Mit Verfügung vom 20. Juni 2018 - eröffnet am 25. Juni 2018 - stellte die Vorinstanz fest, dass der Beschwerdeführer die Flüchtlingseigenschaft nicht erfülle, lehnte sein Asylgesuch ab und ordnete die Wegweisung aus der Schweiz sowie den Vollzug der Wegweisung an.

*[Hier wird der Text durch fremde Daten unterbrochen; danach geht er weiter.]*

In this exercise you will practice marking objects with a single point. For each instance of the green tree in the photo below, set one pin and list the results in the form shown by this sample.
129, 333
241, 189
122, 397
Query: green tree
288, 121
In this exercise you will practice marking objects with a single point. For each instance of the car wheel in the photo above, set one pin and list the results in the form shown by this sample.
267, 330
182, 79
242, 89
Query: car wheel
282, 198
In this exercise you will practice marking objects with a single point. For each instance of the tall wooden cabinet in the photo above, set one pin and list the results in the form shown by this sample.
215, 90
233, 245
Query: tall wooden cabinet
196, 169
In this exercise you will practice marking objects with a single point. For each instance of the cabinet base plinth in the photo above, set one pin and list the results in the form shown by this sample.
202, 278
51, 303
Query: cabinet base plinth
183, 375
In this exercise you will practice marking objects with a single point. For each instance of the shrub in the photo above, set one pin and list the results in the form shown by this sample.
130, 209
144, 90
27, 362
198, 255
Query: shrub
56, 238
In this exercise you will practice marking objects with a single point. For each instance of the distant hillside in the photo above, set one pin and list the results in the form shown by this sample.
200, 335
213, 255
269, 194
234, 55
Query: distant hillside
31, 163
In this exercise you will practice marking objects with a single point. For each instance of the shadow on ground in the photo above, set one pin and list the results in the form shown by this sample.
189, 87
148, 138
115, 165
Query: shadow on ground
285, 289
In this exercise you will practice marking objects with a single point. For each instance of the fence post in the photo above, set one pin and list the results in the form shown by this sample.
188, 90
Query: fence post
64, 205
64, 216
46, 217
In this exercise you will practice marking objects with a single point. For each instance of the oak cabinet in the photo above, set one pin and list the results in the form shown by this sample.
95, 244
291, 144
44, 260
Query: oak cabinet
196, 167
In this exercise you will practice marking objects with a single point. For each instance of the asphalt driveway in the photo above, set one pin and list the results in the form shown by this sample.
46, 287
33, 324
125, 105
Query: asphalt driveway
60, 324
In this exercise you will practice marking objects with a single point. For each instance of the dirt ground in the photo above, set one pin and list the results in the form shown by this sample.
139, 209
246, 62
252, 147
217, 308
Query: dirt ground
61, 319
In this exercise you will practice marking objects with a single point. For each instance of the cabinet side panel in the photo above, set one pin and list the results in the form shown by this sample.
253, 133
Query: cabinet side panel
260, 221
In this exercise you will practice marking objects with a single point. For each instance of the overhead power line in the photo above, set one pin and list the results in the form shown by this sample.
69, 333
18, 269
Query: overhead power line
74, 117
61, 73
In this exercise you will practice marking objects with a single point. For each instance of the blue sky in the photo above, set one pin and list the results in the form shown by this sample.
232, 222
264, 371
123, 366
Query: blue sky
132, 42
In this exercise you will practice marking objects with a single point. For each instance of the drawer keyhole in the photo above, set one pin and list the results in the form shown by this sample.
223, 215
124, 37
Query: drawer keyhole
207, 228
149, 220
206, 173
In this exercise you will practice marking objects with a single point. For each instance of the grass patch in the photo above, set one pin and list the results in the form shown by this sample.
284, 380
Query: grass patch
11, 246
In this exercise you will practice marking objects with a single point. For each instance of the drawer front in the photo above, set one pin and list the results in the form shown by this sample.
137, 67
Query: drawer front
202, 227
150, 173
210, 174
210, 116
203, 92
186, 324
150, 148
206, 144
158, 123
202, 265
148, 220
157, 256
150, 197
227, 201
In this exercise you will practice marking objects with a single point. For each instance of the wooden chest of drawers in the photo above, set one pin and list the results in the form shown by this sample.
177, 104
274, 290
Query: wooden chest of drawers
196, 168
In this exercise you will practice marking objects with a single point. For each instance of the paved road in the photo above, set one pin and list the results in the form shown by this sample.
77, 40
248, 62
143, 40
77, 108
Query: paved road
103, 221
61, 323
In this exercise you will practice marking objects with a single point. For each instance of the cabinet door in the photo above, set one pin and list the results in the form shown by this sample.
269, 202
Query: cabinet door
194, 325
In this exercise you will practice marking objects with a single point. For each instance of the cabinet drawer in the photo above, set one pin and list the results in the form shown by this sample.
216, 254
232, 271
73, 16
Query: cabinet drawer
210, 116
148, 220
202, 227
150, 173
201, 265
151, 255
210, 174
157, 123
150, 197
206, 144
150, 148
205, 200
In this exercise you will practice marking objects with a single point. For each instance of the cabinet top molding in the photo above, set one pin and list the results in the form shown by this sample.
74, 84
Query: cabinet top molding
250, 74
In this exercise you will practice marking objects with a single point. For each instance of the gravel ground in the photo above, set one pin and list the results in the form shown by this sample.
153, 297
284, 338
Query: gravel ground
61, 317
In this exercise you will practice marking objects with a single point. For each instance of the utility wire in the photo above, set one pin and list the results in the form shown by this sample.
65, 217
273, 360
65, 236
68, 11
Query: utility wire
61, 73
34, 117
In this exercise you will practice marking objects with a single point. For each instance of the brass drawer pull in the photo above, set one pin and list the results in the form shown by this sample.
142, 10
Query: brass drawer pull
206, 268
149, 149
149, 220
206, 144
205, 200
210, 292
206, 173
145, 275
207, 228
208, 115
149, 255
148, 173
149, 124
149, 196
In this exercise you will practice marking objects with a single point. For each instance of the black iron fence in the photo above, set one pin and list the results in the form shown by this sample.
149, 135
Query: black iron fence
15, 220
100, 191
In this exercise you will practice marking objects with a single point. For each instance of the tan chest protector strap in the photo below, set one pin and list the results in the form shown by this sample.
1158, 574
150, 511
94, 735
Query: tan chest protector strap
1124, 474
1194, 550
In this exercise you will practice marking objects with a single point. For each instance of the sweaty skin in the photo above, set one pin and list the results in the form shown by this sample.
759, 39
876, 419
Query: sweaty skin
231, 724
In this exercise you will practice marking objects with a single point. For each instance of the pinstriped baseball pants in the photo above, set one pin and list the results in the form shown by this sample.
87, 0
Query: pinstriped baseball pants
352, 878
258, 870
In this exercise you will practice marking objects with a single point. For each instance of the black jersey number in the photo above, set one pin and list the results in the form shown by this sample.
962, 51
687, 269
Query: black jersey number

Zur Begründung des ablehnenden Asylentscheids führte die Vorinstanz im Wesentlichen aus, dass die Vorbringen des Beschwerdeführers den Anforderungen an die Flüchtlingseigenschaft nach Art. 3 AsylG (SR 142.31) nicht standhalten würden. So habe dieser wiederholt vorgebracht, lediglich aus wirtschaftlichen und privaten Gründen aus Libyen ausgereist zu sein. Nach dem Tod seines Vaters habe er in Libyen keine Bezugsperson mehr gehabt und wegen seiner fehlenden Schulbildung und der damit einhergehenden mangelnden Perspektive sei er mit der Situation vor Ort unzufrieden gewesen. Diese Vorbringen stünden allesamt im Zusammenhang mit

den sozialen und wirtschaftlichen Lebensbedingungen in Libyen, welche grosse Teile der Bevölkerung gleichermassen betreffen und keine Asylrelevanz im Sinne von Art. 3 AsylG entfalten würden. Auch aus dem Umstand, dass sein Vater gestorben sei und er daher keine Bezugsperson vor Ort mehr habe, könne kein asylrelevanter Nachteil abgeleitet werden. Ausserdem sei seinen Aussagen zufolge während der zwölf Monate zwischen dem Tod seines Vaters bis zur Ausreise nichts Erwähnenswertes passiert. Im Rahmen der BzP habe sich der Beschwerdeführer gar dazu bereit erklärt, mit der libyschen Botschaft Kontakt aufzunehmen. Schliesslich stünde ihm auch frei, aufgrund seiner Abstammung von einer ägyptischen Mutter die ägyptische Staatangehörigkeit zu beantragen und nach Ägypten zurückzukehren.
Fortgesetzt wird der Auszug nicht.